I have known the reason why skate can slide over ice is that water's melting curve in terms of pressure and temperature has a negative slope. If the pressure due to our mass increases sufficiently high, the ice starts to melt.
But someone says, according to latest research, it is not true because the time for which we pressure the ice is too short so the ice can't has enough time to melt.
Which is more reasonable between the two arguments?

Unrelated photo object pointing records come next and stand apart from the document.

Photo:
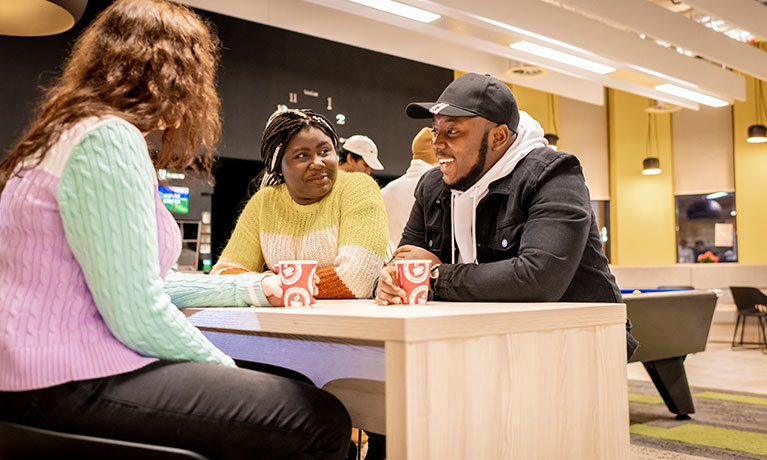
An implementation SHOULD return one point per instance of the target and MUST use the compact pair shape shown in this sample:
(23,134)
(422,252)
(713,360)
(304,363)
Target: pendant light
(651,163)
(552,137)
(37,18)
(757,133)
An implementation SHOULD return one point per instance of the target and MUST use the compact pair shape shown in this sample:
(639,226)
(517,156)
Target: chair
(747,299)
(24,442)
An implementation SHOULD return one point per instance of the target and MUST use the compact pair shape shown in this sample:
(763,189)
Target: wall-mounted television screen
(176,199)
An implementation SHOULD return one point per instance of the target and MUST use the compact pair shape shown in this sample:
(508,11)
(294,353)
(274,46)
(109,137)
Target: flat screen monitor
(176,199)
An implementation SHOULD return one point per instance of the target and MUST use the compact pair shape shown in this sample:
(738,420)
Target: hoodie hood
(464,204)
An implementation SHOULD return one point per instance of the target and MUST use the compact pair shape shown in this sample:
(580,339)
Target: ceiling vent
(525,71)
(662,107)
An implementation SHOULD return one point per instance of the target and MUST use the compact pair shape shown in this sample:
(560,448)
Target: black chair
(747,299)
(24,442)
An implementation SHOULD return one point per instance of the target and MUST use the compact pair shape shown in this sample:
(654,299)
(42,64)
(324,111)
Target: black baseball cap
(472,95)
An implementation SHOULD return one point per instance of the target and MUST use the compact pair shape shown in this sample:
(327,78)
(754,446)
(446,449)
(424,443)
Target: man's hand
(388,291)
(414,252)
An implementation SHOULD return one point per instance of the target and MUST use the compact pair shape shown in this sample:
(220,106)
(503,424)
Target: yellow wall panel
(750,165)
(642,208)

Decrease of the melting temperature with pressure increase is not enough to explain skating (I conducted the calculation myself, but please see http://scitation.aip.org/content/aapt/journal/ajp/63/10/10.1119/1.18028). AFAIK, skating can be explained by ice melting due to heating caused by friction.
EDIT(10/22/2013): OK, so let us use the Clausius-Clapeiron relation (http://en.wikipedia.org/wiki/Clausius%E2%80%93Clapeyron_relation ): $\frac{dP}{dT}=\frac{L}{T\triangle v}$. Let us assume that $\triangle T=1K$, $L=334\frac{kJ}{kg}$ (http://en.wikipedia.org/wiki/Latent_heat#Specific_latent_heat ), $T=273K$, $\triangle v=10^{-4}\frac{m^3}{kg}$ (1 kg of water has a volume of $10^{-3}m^3$, and volume of ice is 10% greater than volume of water), so $\triangle P \approx1.22\cdot 10^7 Pa$. Let us also assume that the area of a skate is $S=1mm\times 30cm=3\cdot 10^{-4}m^2$ and the mass of the skater is $m=80kg$. Then the pressure exerted by the skater is $\frac{mg}{S}=\frac{80\cdot 9.8}{3\cdot 10^{-4}}\frac{N}{m^2}\approx 2.88\cdot 10^6 Pa$. Therefore, the skater exerts pressure on ice that is four times less than that required to decrease the melting point by 1 degree Celcius.